Tokenization: Why 'cat' and 'cats' Are Different to an LLM
BPE, WordPiece, SentencePiece — what tokenizers do, why it matters for prompting, and how token counts drive your inference bill.
LLMs don't read words. They read tokens. Before a single character of your prompt reaches the model, a tokenizer has already broken it into a sequence of integer IDs — and those IDs are all the model ever sees.
Understanding tokenization is not optional for anyone building with LLMs. It affects your costs, your prompting strategy, why certain languages behave differently, and why models sometimes count wrong.
[Video: Andrej Karpathy — Let's build the GPT Tokenizer (deep-dive into BPE from scratch)]
What is a token?
A token is a subword unit — roughly 3–4 characters of English text on average. Tokens are not words, letters, or sentences.
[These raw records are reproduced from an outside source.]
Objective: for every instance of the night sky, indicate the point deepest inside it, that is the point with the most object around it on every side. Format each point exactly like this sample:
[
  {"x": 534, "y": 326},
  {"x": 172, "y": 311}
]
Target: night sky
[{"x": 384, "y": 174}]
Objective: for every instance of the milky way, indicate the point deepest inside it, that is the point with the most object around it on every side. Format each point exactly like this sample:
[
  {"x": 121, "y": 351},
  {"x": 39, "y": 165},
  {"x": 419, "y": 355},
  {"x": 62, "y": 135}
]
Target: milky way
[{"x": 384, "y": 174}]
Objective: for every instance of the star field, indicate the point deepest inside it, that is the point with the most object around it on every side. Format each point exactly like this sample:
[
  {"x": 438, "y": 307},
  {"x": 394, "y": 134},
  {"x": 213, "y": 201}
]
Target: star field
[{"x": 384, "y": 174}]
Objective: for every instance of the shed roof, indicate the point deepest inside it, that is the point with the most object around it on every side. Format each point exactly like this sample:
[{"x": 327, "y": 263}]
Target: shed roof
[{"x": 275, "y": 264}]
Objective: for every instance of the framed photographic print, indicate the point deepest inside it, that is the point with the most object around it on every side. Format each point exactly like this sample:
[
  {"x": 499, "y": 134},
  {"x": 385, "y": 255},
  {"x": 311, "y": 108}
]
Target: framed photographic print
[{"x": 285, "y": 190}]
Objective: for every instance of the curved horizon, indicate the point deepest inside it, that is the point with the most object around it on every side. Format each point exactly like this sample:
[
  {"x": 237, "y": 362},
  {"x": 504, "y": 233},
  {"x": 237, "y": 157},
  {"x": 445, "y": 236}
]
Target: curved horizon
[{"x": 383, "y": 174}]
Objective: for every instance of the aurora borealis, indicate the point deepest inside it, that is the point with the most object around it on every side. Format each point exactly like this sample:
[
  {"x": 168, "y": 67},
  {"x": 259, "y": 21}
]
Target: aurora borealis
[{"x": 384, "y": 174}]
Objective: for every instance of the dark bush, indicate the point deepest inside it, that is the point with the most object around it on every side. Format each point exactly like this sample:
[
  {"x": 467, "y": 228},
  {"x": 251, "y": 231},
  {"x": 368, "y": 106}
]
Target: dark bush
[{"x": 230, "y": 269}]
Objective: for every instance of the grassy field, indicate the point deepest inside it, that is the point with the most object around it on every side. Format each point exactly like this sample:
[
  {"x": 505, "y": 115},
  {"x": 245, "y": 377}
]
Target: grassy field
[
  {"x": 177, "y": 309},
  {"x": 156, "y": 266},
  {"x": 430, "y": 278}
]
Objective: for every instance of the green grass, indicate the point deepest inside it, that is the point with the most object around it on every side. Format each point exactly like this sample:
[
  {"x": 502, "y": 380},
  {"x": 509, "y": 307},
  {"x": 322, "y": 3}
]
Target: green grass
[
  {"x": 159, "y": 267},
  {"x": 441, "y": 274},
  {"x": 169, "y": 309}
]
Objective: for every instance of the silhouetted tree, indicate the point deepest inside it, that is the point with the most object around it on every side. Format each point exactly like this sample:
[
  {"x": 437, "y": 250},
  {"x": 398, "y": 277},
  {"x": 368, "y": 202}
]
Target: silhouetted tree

They are the chunks that a tokenizer learned to split text into during training.
- Common short words are usually 1 token: "the", "is", "a", "in"
- Longer common words split into 2: "token" + "ization" → "tokenization"
- Numbers are often 1 token each: "42" = 1 token, "1000" = 1 token
- Whitespace and punctuation are their own tokens
- Unknown or rare words split into many tokens: "biostratigraphically" = 6+ tokens
1 token ≈ 4 characters in English. 1,000 tokens ≈ 750 words. Non-English text typically uses 2–5× more tokens per word. Code and JSON vary widely — Python is efficient, SQL less so.
How BPE tokenizers work
Most production LLMs use Byte Pair Encoding (BPE) or a variant. The algorithm is simple:
- Start with every individual character as its own token
- Count the most frequent pair of adjacent tokens across the training corpus
- Merge that pair into a new single token
- Repeat until the vocabulary reaches its target size (e.g., 100K tokens)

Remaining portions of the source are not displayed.